Nel marzo 2009 veniva stipulato tra una società e un istituto bancario un contratto di mutuo fondiario dell’importo di 2.300.000 euro, garantito da ipoteca su immobili della mutuataria per complessivi 3.450.000 euro. Il contratto prevedeva la restituzione in 360 rate mensili al tasso fisso del 5,70% nominale annuo, con applicazione del metodo di ammortamento alla francese. Dopo alcuni anni di regolari pagamenti, la società aveva iniziato a incontrare difficoltà nell’adempimento delle obbligazioni assunte, determinando l’accumulo di rate insolute e l’applicazione degli interessi moratori previsti contrattualmente.
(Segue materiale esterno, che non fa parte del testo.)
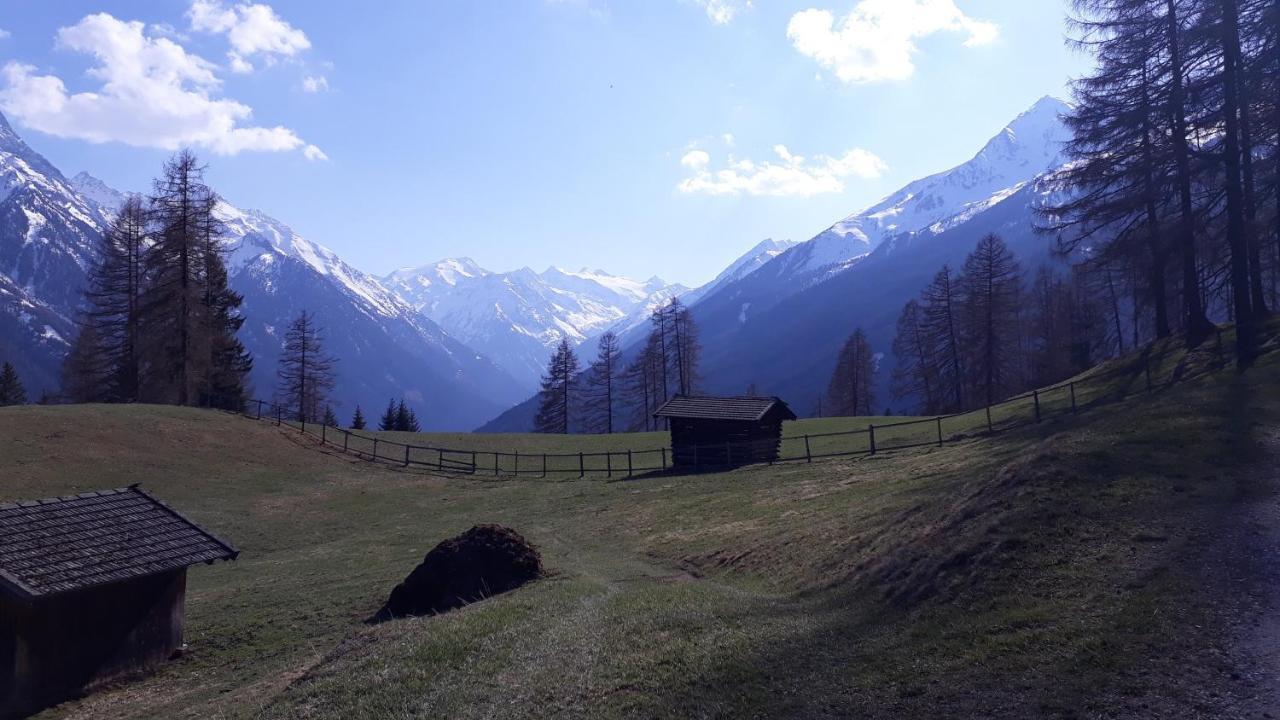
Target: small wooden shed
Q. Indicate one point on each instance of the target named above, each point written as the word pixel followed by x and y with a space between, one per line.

Nel frattempo, l’istituto bancario originario aveva ceduto il credito derivante dal mutuo a una società specializzata nel recupero crediti mediante un’operazione di cessione di crediti in blocco, pubblicata sulla Gazzetta Ufficiale n. 138 del 23 novembre 2019. La cessione rientrava in quelle operazioni sempre più frequenti attraverso cui gli istituti di credito alienano in massa portafogli di crediti deteriorati a soggetti specializzati, individuando i crediti non nominativamente ma mediante criteri oggettivi di selezione. L’avviso pubblicato sulla Gazzetta Ufficiale indicava i parametri identificativi dei crediti ceduti e rinviava al sito internet della società per ulteriori informazioni, consentendo ai debitori di verificare l’inclusione della propria posizione nell’operazione di cessione.

La società cessionaria aveva conferito mandato a un’altra società per la gestione e il recupero dei crediti acquisiti. Quest’ultima, in qualità di mandataria, aveva notificato alla società mutuataria nel luglio 2023 un atto di precetto con cui intimava il pagamento di oltre 2,8 milioni di euro a titolo di rate insolute, interessi corrispettivi maturati sulle rate non pagate, interessi moratori e spese. Il precetto era finalizzato ad avviare l’esecuzione forzata immobiliare sui beni gravati da ipoteca a garanzia del mutuo.

La società debitrice aveva proposto opposizione all’esecuzione, contestando la validità del contratto di mutuo sotto molteplici profili e sollevando anche una contestazione generica in merito alla legittimazione della mandataria e della mandante a procedere all’esecuzione forzata. Nell’atto di citazione, la società opponente si era limitata ad affermare che “né la società mandante né la mandataria hanno alcun diritto a procedere ad esecuzione forzata, in quanto sono carenti di legittimazione“, senza tuttavia specificare le ragioni concrete della contestazione né indicare se la doglianza riguardasse l’esistenza della cessione, l’inclusione del credito specifico nell’operazione o altri profili.

Nel corso del giudizio era intervenuta volontariamente un’ulteriore società, deducendo di aver acquistato dalla prima cessionaria la posizione creditoria mediante un contratto di cessione di crediti pecuniari individuabili in blocco sottoscritto nel dicembre 2024. L’intervenuta aveva prodotto l’avviso di cessione pubblicato sulla Gazzetta Ufficiale n. 5 dell’11 gennaio 2025, dal quale risultava che la società aveva ceduto a sua volta crediti individuabili secondo specifici criteri. L’intervenuta aveva conferito mandato alla medesima società già mandataria della prima cessionaria per la gestione dei crediti acquisiti.